Characterizing the therapeutic potential of human pluripotent stem cell-derived islet-like cells lacking cell-surface HLA expression
Paraish Misra1,2,6, Jong Bok Lee3,4, Li Zhang3,4, David W. Russell5, M. Cristina Nostro1,2.
1McEwen Stem Cell Institute, University Health Network, Toronto, ON, Canada; 2Department of Physiology, University of Toronto, Toronto, ON, Canada; 3Toronto General Hospital Research Institute, University Health Network, Toronto, ON, Canada; 4Department of Immunology, University of Toronto, Toronto, ON, Canada; 5Department of Medicine, University of Washington, Seattle, WA, United States; 6Department of Medicine, University of Toronto, Toronto, ON, Canada
Introduction: While islet or pancreas transplantation remains the optimal way of restoring physiologic blood glucose control in patients with Type 1 diabetes, these therapies are limited by a scarcity of organs available for transplantation and the requirement for immunosuppression to prevent rejection. Recently, effective methods to generate functional islet-like cells (ILCs) from human pluripotent stem cells (hPSCs) have been developed, which opens the possibility for organ replacement without the limitation of scarcity. However, hPSC-derived ILCs would still be expected to be rejected without immunosuppression, which would increase the toxicity associated with this therapy. Because HLA proteins are considered to be primary triggers of allorecognition and rejection, we sought to determine whether hPSCs deficient for cell-surface HLA class I and II expression could differentiate into ILCs less prone to allorejection.
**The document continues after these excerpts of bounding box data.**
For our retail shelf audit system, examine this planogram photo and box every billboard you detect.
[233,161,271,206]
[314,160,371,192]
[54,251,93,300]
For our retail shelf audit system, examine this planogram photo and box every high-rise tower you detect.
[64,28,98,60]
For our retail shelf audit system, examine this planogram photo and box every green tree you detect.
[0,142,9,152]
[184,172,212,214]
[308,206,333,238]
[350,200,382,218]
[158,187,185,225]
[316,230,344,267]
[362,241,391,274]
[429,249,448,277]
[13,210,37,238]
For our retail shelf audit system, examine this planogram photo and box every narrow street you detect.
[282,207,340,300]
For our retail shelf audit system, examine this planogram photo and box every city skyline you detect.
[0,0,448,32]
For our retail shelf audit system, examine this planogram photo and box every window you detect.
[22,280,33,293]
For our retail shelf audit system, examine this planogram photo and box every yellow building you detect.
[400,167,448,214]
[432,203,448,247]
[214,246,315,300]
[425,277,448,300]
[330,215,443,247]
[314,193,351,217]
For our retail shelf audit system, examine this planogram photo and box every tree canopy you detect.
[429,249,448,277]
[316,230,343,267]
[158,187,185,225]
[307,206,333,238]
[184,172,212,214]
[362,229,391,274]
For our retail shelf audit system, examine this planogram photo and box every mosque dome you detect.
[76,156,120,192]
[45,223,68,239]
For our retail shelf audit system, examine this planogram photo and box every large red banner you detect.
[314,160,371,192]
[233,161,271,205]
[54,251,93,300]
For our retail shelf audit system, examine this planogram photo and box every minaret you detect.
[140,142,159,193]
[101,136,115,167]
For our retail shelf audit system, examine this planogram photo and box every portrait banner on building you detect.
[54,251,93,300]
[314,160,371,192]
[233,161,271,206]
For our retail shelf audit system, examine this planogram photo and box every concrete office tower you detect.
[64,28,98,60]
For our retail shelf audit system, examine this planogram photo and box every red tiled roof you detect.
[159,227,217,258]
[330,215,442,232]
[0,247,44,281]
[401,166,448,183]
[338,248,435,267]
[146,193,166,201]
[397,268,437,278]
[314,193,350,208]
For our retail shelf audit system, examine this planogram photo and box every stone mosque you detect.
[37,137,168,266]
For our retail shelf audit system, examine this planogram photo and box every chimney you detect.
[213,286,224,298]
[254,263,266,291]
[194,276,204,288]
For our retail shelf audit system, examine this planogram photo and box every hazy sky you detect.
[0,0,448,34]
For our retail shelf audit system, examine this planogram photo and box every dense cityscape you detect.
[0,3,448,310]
Methods: We differentiated HLA-control and HLA-deficient hPSCs into ILCs using an optimized 23 day differentiation protocol. Cells were characterized for pancreatic islet markers, cell surface HLA antigens, and co-stimulatory ligands by flow cytometry. The allo-immunogenicity of control and HLA-deficient ILCs was determined by their ability to induce proliferation, as assessed by CFSE dilution, in allogeneic CD4+ and CD8+ T cells isolated from healthy donor peripheral blood mononuclear cells.
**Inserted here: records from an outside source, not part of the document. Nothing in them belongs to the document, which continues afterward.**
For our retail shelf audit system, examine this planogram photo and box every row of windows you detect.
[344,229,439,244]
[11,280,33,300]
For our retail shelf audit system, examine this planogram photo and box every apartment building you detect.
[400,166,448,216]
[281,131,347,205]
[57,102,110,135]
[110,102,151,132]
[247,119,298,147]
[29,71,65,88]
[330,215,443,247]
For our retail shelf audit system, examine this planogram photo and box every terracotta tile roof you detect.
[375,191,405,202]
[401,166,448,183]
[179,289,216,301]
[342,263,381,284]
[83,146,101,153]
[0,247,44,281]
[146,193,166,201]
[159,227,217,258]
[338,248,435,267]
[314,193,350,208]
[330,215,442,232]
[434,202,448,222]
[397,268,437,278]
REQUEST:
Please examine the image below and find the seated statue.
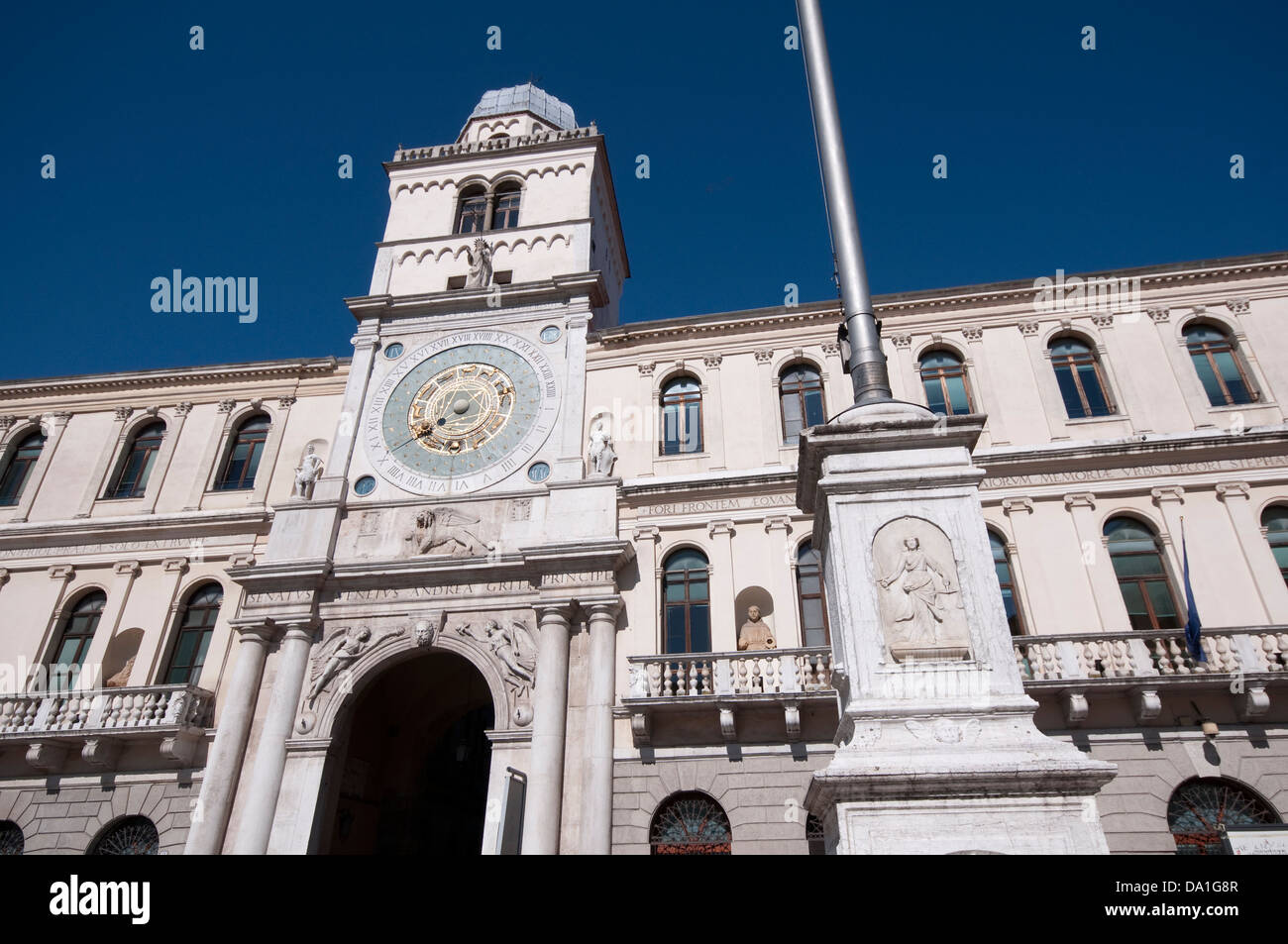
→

Results: We found that HLA-deficient hPSCs exhibited no impairment in their differentiation into ILCs, with both control and HLA-deficient hPSCs generating populations with >90% expression of the endocrine marker Chromogranin A, as assessed by flow cytometry (Figure 1). Unexpectedly, HLA-deficient hPSCs contained a higher proportion of NKX6.1+CPEP+ beta-like cells compared with control hPSCs (p = 0.03). HLA-control ILCs, HLA-deficient ILCs, and primary human islets had similar cell-surface expression of immunomodulatory ligands, with the notable exception that only HLA-deficient ILCs did not express any HLA class I. Upon co-culture with primary allogeneic T cells, control ILCs induced robust activation of CD8+ T cells isolated from 3 out of 4 healthy donors, while HLA-deficient ILCs were not able to induce activation in any of the 4 donors (Figure 2).
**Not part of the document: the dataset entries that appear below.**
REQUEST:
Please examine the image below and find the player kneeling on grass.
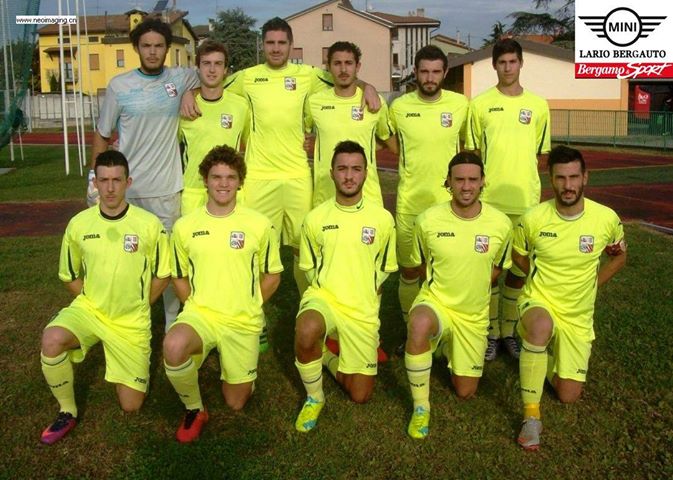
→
[295,141,397,432]
[404,152,512,439]
[512,146,626,450]
[164,145,283,442]
[40,151,170,444]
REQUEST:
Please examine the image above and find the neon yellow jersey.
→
[58,205,170,328]
[179,90,249,191]
[465,87,551,215]
[389,90,468,215]
[299,198,397,324]
[171,206,283,333]
[306,88,391,206]
[225,63,332,180]
[514,198,624,340]
[411,202,512,322]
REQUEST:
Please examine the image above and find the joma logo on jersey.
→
[474,235,489,253]
[229,232,245,250]
[519,108,533,125]
[580,235,594,253]
[440,112,453,128]
[124,234,138,253]
[362,227,376,245]
[220,113,234,129]
[164,83,178,97]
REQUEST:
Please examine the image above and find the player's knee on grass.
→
[41,327,79,358]
[553,376,584,403]
[116,384,145,413]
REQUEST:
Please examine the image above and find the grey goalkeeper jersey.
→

Discussion/Conclusion: We have found that HLA-deficient hPSCs exhibit no impairment in the ability to differentiate into ILC, and that HLA-deficient ILCs have advantageous immunologic properties. This suggests that patients treated with these cells may not require as much immunosuppression to avoid allorejection. HLA-deficient ILCs may thus be superior candidates for clinical translation for the treatment of type 1 diabetes.